Cuando Lola me lo trajo, simulé admiración al leer la firma.
- Es muy buena firma – le dije.
- ¿Lo conocés? - preguntó ella.
- Claro, yo viví unos años en Huinca Renancó; este tipo tiene una mueblería grandísima. Quedate tranquila, este cheque corre seguro. Mañana lo deposito y en dos días más o menos, tenés la plata.
Se fue conforme.
Esa noche, después del cierre, Marcos cayó a su habitación y lue¬go de unos pocos forcejeos verbales, logró lo que tanto deseaba. Tendría que decir: lo que deseábamos todos los que la conocimos y lo que hasta el día de hoy le envidiamos. Me conformo con su palabra de haber hecho todo lo que hizo dedicado a los que lo ayudamos. (Según él, tres veces.) Ella no sólo se quedó a su disposición todo el resto de la noche sino que, por la mañana, le dio en efectivo el vuelto del cheque, confiada en su cobro.
A los dos días, en una maquina de escribir que me prestó mi amigo Cacho Suárez, otro conocido personaje de General Pico, escribí detrás del cheque: "Este cheque ha sido rechazado por: denuncia policial por robo. Cualquier intento de cobro o negociación será castigado con todo el rigor de la ley que rige."
Encima agregué unos sellos que Cacho tenía en su escritorio. Al asentarlos sobre el papel los moví intencionalmente. De ese modo el texto de los mismos quedó borroso y no se entendía qué decían. Luego regresé al hotel y me presenté en la habitación de esta chica con mi mejor cara de dar una mala noticia. Después de contarle lo sucedido, le sugerí con aire inocente:
- Si querés te acompaño a la comisaría y ponés la denuncia,... lo único que te van a preguntar es de dónde sacaste el cheque.
Yo sabía que ése era el golpe definitivo, ella no podía justificar la tenencia de un cheque sin aludir a su oficio, en ese entonces ilegal.
- No, dejalo,... rompelo nomás. ¿Qué le vas a hacer? - me dijo resignada.
Esa tarde, cuando Marcos llegó a su habitación, simuló desesperarse y prometió pedirme plata prestada a mí para reponer la cantidad. Pero ella se lo impidió. Yo podría darme cuenta.
Por lo visto Marcos había hecho un buen trabajo porque supe después que ligó algunas noches de yapa, y esta vez sin cheques falsos ni promesas.


Había quedado pendiente algo referido al boxeo y Marcos y la anécdota precedente da pie para la que sigue.
En una de esas reuniones que hacíamos los domingos a la tarde en el boliche, concurrió el marido de esta chica recientemente citada. Ya adelanté que este muchacho era o había sido boxeador y residía en Villegas, desde donde viajaba semanalmente a controlar su “negocio”. (Y a llevarse casi toda la ganancia.)
Al finalizar el asado alguien trajo los guantes y comenzó a entusiasmar a los concurrentes a "hacer unos tiritos".
Este joven tomó un par inmediatamente. Nadie quería probar con él. Nadie salvo Marcos.
Vaya a saber uno por qué, decidió enfrentar en un combate, amistoso por supuesto, al único que verdaderamente conocía ese deporte.
Quizá inspirado por alguna misteriosa (y maliciosa) voz de esas que hablan al oído, o quizá por no tener experiencia en eso de "hacer como que se pelea, pero no pegar fuerte", este muchacho empezó a darle a Marcos trompadas cada vez más duras. Pasados unos minutos de desigual combate, los separamos. Por supuesto, levantándole la mano al ganador y determinando el fin de la sangrienta velada boxística.

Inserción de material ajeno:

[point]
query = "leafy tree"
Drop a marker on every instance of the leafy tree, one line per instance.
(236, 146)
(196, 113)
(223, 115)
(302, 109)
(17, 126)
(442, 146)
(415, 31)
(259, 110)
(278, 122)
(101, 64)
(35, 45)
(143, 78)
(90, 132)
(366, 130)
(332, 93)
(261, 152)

- Perdoname, a lo mejor se me fue la mano - le dijo a Marcos con tono de disculpas. Éste lo miraba con el único ojo que le había quedado abierto, mientras pensaba lo mismo que todos los que conocíamos su secreto: El tipo de alguna forma se había enterado de las atentas visitas nocturnas que Marcos le hacía a su mujer mientras él permanecía en Villegas.